Communities and Justice

Inquest into the death of AX

Case Number: 2020/00228990

Findings Date: 11 October 2024

Magistrate: Joan Baptie

CORONIAL LAW | death as a result of fall from height, Queen Victoria Building, acute psychotic illness, adequacy of care and treatment provided by Prince of Wales Hospital, appropriateness of police response to missing person's report

Responses

Recommendations to Response
South Western Sydney Local Health District (SWSLHD) Awaiting

Recommendations

Director of the South Western Sydney Local Health District (SWSLHD)
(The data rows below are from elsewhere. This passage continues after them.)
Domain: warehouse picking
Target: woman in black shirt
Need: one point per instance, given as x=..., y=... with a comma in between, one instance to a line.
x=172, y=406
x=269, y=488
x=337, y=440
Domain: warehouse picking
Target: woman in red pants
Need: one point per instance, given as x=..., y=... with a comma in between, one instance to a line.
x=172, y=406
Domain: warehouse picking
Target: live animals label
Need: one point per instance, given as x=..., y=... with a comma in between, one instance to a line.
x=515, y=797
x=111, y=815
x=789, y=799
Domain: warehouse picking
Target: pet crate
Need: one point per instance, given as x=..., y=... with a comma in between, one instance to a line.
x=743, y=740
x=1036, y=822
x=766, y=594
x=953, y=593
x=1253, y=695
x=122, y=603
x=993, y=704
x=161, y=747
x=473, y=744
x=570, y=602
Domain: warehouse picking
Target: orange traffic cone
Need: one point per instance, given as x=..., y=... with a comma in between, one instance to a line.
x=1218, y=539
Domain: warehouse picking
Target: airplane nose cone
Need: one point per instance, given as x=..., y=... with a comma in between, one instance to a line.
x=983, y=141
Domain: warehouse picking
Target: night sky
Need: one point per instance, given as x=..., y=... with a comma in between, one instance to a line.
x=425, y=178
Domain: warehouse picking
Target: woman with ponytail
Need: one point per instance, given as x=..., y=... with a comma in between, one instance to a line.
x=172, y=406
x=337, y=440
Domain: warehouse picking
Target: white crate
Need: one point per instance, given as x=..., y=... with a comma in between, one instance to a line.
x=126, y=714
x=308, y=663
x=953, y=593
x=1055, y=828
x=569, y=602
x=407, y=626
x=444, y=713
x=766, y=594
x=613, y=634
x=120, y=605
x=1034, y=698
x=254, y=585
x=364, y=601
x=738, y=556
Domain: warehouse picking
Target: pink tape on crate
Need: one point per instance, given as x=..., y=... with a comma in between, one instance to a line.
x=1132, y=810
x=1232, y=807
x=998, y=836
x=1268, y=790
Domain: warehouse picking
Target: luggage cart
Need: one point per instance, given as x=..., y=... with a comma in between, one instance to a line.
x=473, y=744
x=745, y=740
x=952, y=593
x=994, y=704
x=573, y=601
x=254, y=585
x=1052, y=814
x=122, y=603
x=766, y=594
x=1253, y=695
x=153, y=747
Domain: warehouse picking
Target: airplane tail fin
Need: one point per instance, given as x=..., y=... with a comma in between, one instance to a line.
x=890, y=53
1. That as a matter of priority, a review be undertaken by executive staff in relation to establishing a clear process and procedure for the mental health consumers/patients who attend the Emergency Department (ED) at Prince of Wales Hosital (POWH) but leave prior to completion of treatment, (namely, "unmanaged departures"). The review should include:

a. clarification of applicable policy for unmanaged departures, including operative 'flow charts' (such as that in Tab 35, Annexure B) and the Mental Health Clinical Nurse Consultant, Emergency Department, Prince of Wales Hospital Practice Guide (October 2023) and consideration of appropriate staff training as to such policies and procedures;

b. consideration as to implementing appropriate clinical audits of available data regarding:

i. the Mental Health Clinical Nurse Consultant "Referral Board" data;

ii. data in the form of notifications on IMS+ regarding incidents of unmanaged departure.

2. That as a matter of priority, steps be taken to ensure that mental health clinical staff in the ED of Prince of Wales have a clear understanding of the cirumstances in which consumers/patients can be scheduled under the Mental Health Act  2007 (including as to the constraints on a clinician who has not personally examined a consumer/patient).